Three Premier League teams who stats suggest are about to improve
Football stats and philosophy from Kevin Pullein
Talent scout and record producer Ralph Peer said: “Success is the art of being where lightning is going to strike.” Getting struck by lightning can kill you, but we know what he meant.
Where, figuratively speaking, will lightning strike during the rest of the Premier League season? It could land anywhere. We can only suggest places that might be more likely than others. I suggest Everton, Southampton and Watford.
I think they could get better results in the second half of the season than they did in the first. And this is why.
Over the first half of the season, I feel, they played as well as they are paid to, though others presumably do not. Watford sacked two managers, Javi Gracia and Quique Sanchez Flores. Everton fired one, Marco Silva. Southampton often were reported to be on the verge of dismissing Ralph Hasenhuttl.

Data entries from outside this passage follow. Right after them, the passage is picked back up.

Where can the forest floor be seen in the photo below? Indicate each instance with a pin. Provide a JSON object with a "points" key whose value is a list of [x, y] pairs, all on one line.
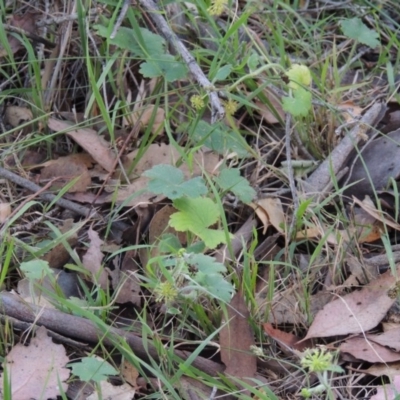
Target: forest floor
{"points": [[199, 200]]}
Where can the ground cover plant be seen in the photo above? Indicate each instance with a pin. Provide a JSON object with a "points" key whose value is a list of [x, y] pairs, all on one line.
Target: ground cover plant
{"points": [[199, 200]]}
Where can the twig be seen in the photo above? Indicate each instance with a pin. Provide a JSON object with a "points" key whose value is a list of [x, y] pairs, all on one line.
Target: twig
{"points": [[292, 184], [321, 177], [79, 328], [217, 110], [69, 205]]}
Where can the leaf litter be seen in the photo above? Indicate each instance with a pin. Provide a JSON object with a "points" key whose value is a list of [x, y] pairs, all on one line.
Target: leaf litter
{"points": [[182, 188]]}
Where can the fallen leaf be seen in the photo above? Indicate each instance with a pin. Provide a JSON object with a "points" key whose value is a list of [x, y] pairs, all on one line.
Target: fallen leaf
{"points": [[285, 338], [36, 371], [388, 392], [236, 338], [356, 312], [89, 140], [378, 162], [368, 206], [16, 116], [111, 392], [367, 350], [125, 281], [272, 207], [390, 339], [25, 22], [93, 258]]}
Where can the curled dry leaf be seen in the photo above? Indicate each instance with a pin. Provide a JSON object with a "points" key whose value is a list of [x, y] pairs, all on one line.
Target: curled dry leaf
{"points": [[89, 140], [236, 338], [270, 212], [356, 312], [37, 370], [93, 258], [64, 170]]}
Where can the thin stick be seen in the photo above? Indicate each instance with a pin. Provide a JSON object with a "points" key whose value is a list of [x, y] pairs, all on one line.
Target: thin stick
{"points": [[217, 110]]}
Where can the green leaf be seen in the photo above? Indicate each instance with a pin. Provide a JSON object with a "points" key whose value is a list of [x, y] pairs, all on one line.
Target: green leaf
{"points": [[126, 39], [163, 65], [219, 139], [230, 179], [91, 368], [354, 28], [223, 73], [36, 269], [205, 264], [209, 276], [170, 181], [196, 215], [299, 104], [216, 285]]}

He survives, as I write at least.
I think that Everton, Southampton and Watford played as well as their owners could reasonably have expected, which is the level implied by the payroll. But I do not think their play got as many points as it deserved.
I studied stats that can give an indication of what a team deserved, in particular shots and expected goals.

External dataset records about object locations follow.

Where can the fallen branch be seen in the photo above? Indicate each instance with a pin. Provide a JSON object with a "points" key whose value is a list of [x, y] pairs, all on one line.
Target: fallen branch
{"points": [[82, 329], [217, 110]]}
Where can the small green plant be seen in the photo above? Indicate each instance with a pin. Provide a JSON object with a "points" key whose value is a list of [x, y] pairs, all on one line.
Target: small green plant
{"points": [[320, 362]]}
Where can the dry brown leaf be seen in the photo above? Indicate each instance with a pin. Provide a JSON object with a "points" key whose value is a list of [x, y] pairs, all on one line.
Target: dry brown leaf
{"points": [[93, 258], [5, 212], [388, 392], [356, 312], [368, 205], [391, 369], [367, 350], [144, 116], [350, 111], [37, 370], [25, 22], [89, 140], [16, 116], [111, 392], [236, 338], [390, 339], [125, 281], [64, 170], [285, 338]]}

Expected goals ideas are derived from shots data. They incorporate the position as well as the number of attempts. Given this number of attempts from those positions, how many goals typically would a team score? Expected-goals stats are an attempt to answer that question. As the answer is to some extent subjective it can vary. So I examined more than one.
Both expected-goals stats and shots stats suggest that Everton, Southampton and Watford deserved better rewards than they got. Watford could have scored more goals, Everton could have conceded fewer, Southampton could have scored more and conceded fewer.

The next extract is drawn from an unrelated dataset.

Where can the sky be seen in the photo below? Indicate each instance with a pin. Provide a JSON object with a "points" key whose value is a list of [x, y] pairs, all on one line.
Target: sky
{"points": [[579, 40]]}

My best estimate is that if they had got what they deserved Everton might have 24 points, Southampton 22 and Watford 18. These totals are close to what I believe the owners are paying for. Everton could be eighth, Southampton 11th and Watford 16th.
Instead Everton are 16th with 18 points, Southampton 18th with 15 points, Watford 20th and last with nine points. What is done is done. What about the rest of the season, though? If they play as well as they have up until now – a reasonable anticipation, given that they have performed at the level they are paid to – and now they get the rewards their play merits, Everton could finish with 47 points, Southampton with 39 and Watford with 31.
We can form the same impression in another way. If you study the relationship between points won by teams in different parts of previous seasons you will find that those with the same numbers as Everton, Southampton and Watford after 17 games typically finished with 47, 39 and 31 points.
I would project 47 points for Everton irrespective of who succeeds Silva as manager.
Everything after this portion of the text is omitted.